East Freaks East Freaks Southfreak Portable | WORKING |
The Southfreak is not a location. It is a descent. While the East Freaks thrive on the claustrophobia of the alleyway and the static of the radio, the Southfreak is the low-end theory. It is the sub-bass that doesn't hit your ears, but vibrates your sternum. The Southfreak walks slowly, dragging a broken speaker, smiling at the security cameras.
And then you call it twice— East Freaks, East Freaks —because the echo off the projects demands repetition. It’s a call to the ones who wear their strangeness like a leather jacket in July. Uncomfortable, but necessary.
East freaks. East freaks. Southfreak.
Together, the chant forms a new trinity. The nervous energy of the East. The repetitive insistence of the echo. The heavy, humid gravity of the South.
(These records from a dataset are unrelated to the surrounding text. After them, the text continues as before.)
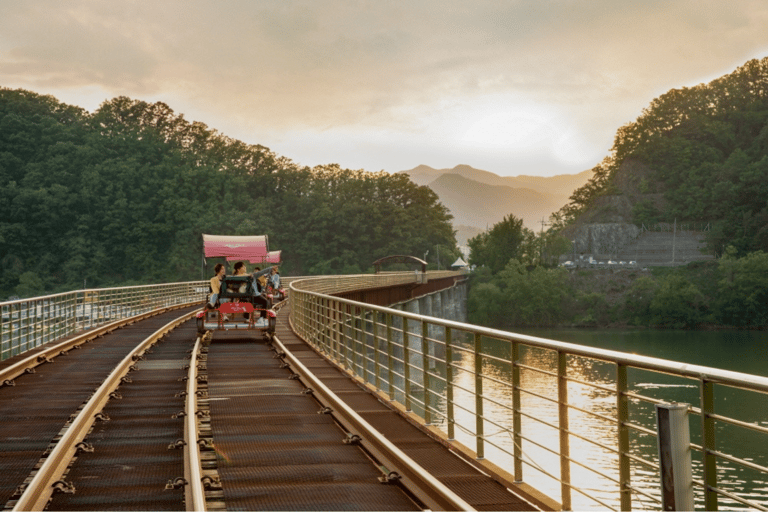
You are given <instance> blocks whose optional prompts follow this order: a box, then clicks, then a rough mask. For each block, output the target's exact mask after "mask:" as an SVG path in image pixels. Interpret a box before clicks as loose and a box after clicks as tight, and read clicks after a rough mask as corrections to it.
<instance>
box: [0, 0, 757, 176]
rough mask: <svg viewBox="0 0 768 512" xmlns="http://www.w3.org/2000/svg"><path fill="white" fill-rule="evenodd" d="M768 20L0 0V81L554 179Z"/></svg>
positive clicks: (629, 15) (393, 166) (375, 152)
mask: <svg viewBox="0 0 768 512" xmlns="http://www.w3.org/2000/svg"><path fill="white" fill-rule="evenodd" d="M766 27H768V2H765V1H764V0H728V1H724V0H494V1H485V0H472V1H469V0H466V1H456V0H434V1H433V0H410V1H404V0H397V1H396V0H391V1H387V0H347V1H343V0H302V1H297V0H216V1H213V0H210V1H206V0H184V1H176V0H163V1H134V0H121V1H120V2H116V1H103V0H67V1H64V2H62V1H61V0H50V1H49V0H0V87H8V88H22V89H27V90H30V91H34V92H36V93H40V94H51V95H53V96H55V97H56V98H58V99H59V100H60V101H62V102H64V103H68V104H72V105H78V106H80V107H83V108H85V109H86V110H88V111H94V110H95V109H97V108H98V107H99V105H100V104H101V103H102V102H104V101H106V100H109V99H111V98H114V97H116V96H128V97H130V98H132V99H138V100H144V101H148V102H155V101H162V102H164V103H166V104H168V105H169V106H170V107H171V108H172V109H173V110H174V112H176V113H177V114H183V115H184V117H185V119H187V120H189V121H200V122H203V123H205V124H206V125H208V126H209V127H210V128H213V129H216V130H217V131H219V132H220V133H223V134H225V135H228V136H230V137H233V138H236V139H240V140H242V141H244V142H247V143H251V144H261V145H263V146H267V147H269V148H270V149H271V150H273V151H274V152H276V153H277V154H279V155H281V156H285V157H287V158H289V159H291V160H293V161H294V162H296V163H297V164H300V165H308V166H315V165H322V164H328V163H338V164H340V165H341V166H342V167H345V168H350V169H365V170H367V171H380V170H384V171H387V172H397V171H401V170H406V169H411V168H413V167H416V166H418V165H422V164H423V165H428V166H430V167H434V168H438V169H440V168H451V167H454V166H456V165H459V164H464V165H470V166H472V167H475V168H479V169H483V170H487V171H491V172H494V173H496V174H499V175H502V176H517V175H521V174H526V175H534V176H552V175H557V174H574V173H578V172H581V171H584V170H588V169H591V168H592V167H594V166H595V165H596V164H597V163H599V162H600V161H601V160H602V159H603V158H604V157H605V156H607V155H609V153H610V148H611V145H612V143H613V137H614V135H615V133H616V130H617V129H618V128H619V127H620V126H622V125H624V124H627V123H630V122H632V121H634V120H635V119H637V117H638V116H639V115H640V114H641V112H642V109H643V108H645V107H646V106H648V104H649V103H650V102H651V101H652V100H653V99H654V98H656V97H658V96H660V95H661V94H663V93H665V92H666V91H668V90H670V89H673V88H681V87H690V86H693V85H697V84H699V83H706V82H709V81H711V80H713V79H715V78H717V77H719V76H722V75H725V74H728V73H730V72H732V71H733V70H734V69H736V68H737V67H738V66H740V65H742V64H744V63H745V62H747V61H748V60H750V59H753V58H758V59H759V58H763V57H765V56H768V30H767V29H766Z"/></svg>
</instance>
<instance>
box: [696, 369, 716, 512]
mask: <svg viewBox="0 0 768 512" xmlns="http://www.w3.org/2000/svg"><path fill="white" fill-rule="evenodd" d="M700 386H701V437H702V442H701V444H702V448H703V462H704V508H705V509H706V510H717V492H716V491H714V490H713V488H715V487H717V457H716V456H715V455H714V454H713V453H712V452H713V451H714V450H716V449H717V445H716V444H715V420H714V419H712V418H711V417H710V415H711V414H714V412H715V384H714V383H713V382H711V381H708V380H705V379H702V380H701V384H700Z"/></svg>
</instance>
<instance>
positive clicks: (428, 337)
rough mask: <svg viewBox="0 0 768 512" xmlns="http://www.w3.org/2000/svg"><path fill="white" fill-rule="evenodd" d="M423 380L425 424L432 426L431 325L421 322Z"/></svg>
mask: <svg viewBox="0 0 768 512" xmlns="http://www.w3.org/2000/svg"><path fill="white" fill-rule="evenodd" d="M421 368H422V369H421V380H422V383H421V384H422V386H423V387H424V423H425V424H426V425H431V424H432V413H431V412H430V410H429V324H428V323H427V322H426V321H424V320H422V321H421Z"/></svg>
Welcome to the other coast.
The East Freaks move with a jittery, broken-beat shuffle. They gather under the flickering sodium lights of the all-night bodega, their pupils wide, their movements asynchronous. They don't dance to the rhythm; they dance around it, leaving ghost notes in the spaces where a normal person would nod their head. To be an East Freak is to hear the melody in the hum of the refrigerator and the squeal of the 3 train brakes.
The bass doesn't just drop. It oozes. It crawls up from the subway vents and slithers through the chain-link fences of the old rail yard. east freaks east freaks southfreak
In the geography of the strange, there are no cardinal directions that point to home. There is only the pulse. And the pulse says: East Freaks, East Freaks, Southfreak.